Recently, I had the privilege of attending the convention of the Tri-State Jewelers Association of Maine, New Hampshire, and Vermont. For two-and a-half days a group of about 100 jewelers, their spouses, and their employees spent time discussing, debating, and learning about things that are important to their businesses.
It occurred to me on the last evening of the convention that these jewelers were indeed fortunate to be part of an interested and active state association. The agenda for the convention was impressive. Shane Decker did his usual best in “Proving Diamonds Are Inexpensive—Wowing Your Customer.” Mark Mann was on hand to teach “Masters In Motion” and “New Technology for the Small Jewelry Shop.” Janice Mack of Performance Concepts held a three-hour session on the unique aspects of running a family business. Rob May and Walter Raine of the Diamond Promotion Service spoke on the topic of selling more diamond jewelry products to women as self purchases. Finally, David Peters talked to the group on the subject of “Selling With Facts, Features, and Fantasies.”

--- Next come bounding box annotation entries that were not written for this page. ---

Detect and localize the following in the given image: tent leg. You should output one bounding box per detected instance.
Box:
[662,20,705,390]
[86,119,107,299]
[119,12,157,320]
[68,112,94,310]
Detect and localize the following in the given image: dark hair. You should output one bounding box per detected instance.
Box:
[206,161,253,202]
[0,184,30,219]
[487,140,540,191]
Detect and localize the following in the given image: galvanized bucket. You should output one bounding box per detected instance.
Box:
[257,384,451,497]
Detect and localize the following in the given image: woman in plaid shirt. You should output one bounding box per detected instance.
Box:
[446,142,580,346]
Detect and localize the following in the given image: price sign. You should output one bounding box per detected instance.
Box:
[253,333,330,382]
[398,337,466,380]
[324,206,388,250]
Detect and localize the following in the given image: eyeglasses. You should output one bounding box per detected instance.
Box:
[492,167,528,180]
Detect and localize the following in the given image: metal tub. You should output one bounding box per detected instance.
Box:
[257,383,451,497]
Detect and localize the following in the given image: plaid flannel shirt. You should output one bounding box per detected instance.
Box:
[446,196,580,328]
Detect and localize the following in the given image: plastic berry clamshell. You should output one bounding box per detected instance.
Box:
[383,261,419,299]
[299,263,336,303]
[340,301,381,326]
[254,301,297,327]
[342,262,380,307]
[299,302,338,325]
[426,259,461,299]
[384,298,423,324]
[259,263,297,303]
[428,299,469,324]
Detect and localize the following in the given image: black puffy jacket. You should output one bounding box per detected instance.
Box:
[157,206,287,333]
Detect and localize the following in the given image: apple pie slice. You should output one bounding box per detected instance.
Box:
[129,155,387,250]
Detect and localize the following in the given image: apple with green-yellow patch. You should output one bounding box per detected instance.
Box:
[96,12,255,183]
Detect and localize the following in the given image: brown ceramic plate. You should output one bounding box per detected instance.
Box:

Some might think that meetings like this are primarily social and don’t accomplish anything substantive. To the contrary, even the social times were spent discussing what had gone on in the morning sessions and how the individuals agreed, disagreed, or otherwise commented on the formal presentations. At the conclusion of the convention, speaker evaluation forms were distributed so that the leadership of the association had a basis for determining the kinds of topics that were of greatest interest to the attendees.
Professionals in every field of endeavor make continuing education a key element for professional status. Jewelers of America, The American Gem Society, the Gemological Institute of America, and many others offer jewelers the opportunity to continue their professional education and thus sharpen their skills. Every trade show—from Orlando to Las Vegas, New York, Columbus, Miami, Atlanta, and Dallas—offers jewelers the opportunity to learn more about their businesses through educational programs.
Today the jewelry industry faces unprecedented challenges because of demographic changes. These include increased demand by female self- purchasers and the problems presented by the conflict diamond scenario. Changes in technology let you tackle old problems with new solutions that can positively affect your customer service. This is no time to be complacent in addressing the issues of the day and the specific issues facing your business. Take advantage of the opportunities presented at the trade shows or your state association to sharpen your skills and those of your staff.
If your state association doesn’t offer these kinds of programs, ask why. Even better, get involved in the meeting plans to make sure they do.
This industry makes a big point of giving back and getting involved. The “Maine” point is just that: Get involved in efforts to improve the professional image of the business at every level. It is one of the very best ways to blunt the criticism of the media gang at CBS, NBC, and ABC.